As Easter approaches, millions of Catholics are devoting their attention to Jesus. But the nefarious hacking group known as Anonymous, which refuses to give up its position in the tech news headlines, is devoting its attention to distracting the Catholics by attacking the Vatican's Web site.
The Vatican's main Web site was down on Wednesday after a group claiming affiliation with Anonymous launched an attack on the online venue. The motive: to protest Catholic doctrine, the burning of books during the Inquisition, and the sexual abuse of children by priests.
Beyond sites like Panda Software, which Anonymous also hit earlier this week, the Vatican and other targets, the network security firm Corero is warning that DDoS attacks are a competitive weapon of choice for unscrupulous online businesses. First, let's explore the attack on the Vatican site.
Anonymous Getting Savvier
"The DDoS attack on the Vatican Web site may be a response to a recently published analysis by security company Imperva, which assisted the Vatican in defending against an unsuccessful hacking campaign, including an ineffective DDoS attack, by Anonymous last summer," said Neil Roiter, research director at Corero.
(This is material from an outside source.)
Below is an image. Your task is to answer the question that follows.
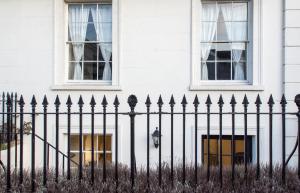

As Roiter sees it, the fact that this attack achieved some success shows that Anonymous may have improved its techniques since then, and underscores the need for effective DDoS defense technologies and programs.
"We should not lose sight of the fact that according to the analysis, the primary aim of last summer's campaign was to steal confidential information. DDoS attacks are commonly used as smokescreens to launch other attacks," Roiter said. "This was the case in the Sony PlayStation Network attack in which some 77 million customer records were stolen."
Online Businesses Beware
New Corero research among IT directors in 200 mid- to large-sized enterprises in the United States found that unfair business practices trumped "hacktivism" as the reason cited for DDoS attacks. Specifically, the poll showed 63 percent of IT directors were highly concerned about the threat of a DDoS attack, with 38 percent of the companies hit by at least one attack in the last 12 months.
"Hacktivists are a threat to anybody who touches on public policy, privacy around the Internet and, of late, anybody in law enforcement, but the average business will never find itself in the sights of groups like Anonymous, whereas every business has competitors," said Richard Stiennon, chief research analyst at IT-Harvest. "These new low-and-slow application-layer attacks are ideal for competitors seeking to disrupt business activity."
It's Not About the Money
Unfair business advantage was cited as the leading source of DDoS attacks reported by victim companies in each vertical surveyed: financial services (62 percent), retail (47 percent) and manufacturing (46 percent). The research also found that financial extortion, the threat of DDoS for ransom money, was the least frequent motive for DDoS attacks, with enterprises citing it 12 percent of the time.
"As businesses grow increasingly dependent on the Internet to reach customers and interact with partners and suppliers, so the attackers grow more sophisticated in their means of attack," Roiter said. "This research reveals that enterprises across verticals are justifiably concerned about being targeted by DDoS attacks, and they should be particularly wary of the new low-and-slow application-layer attacks, which appear to be legitimate and fly under the radar."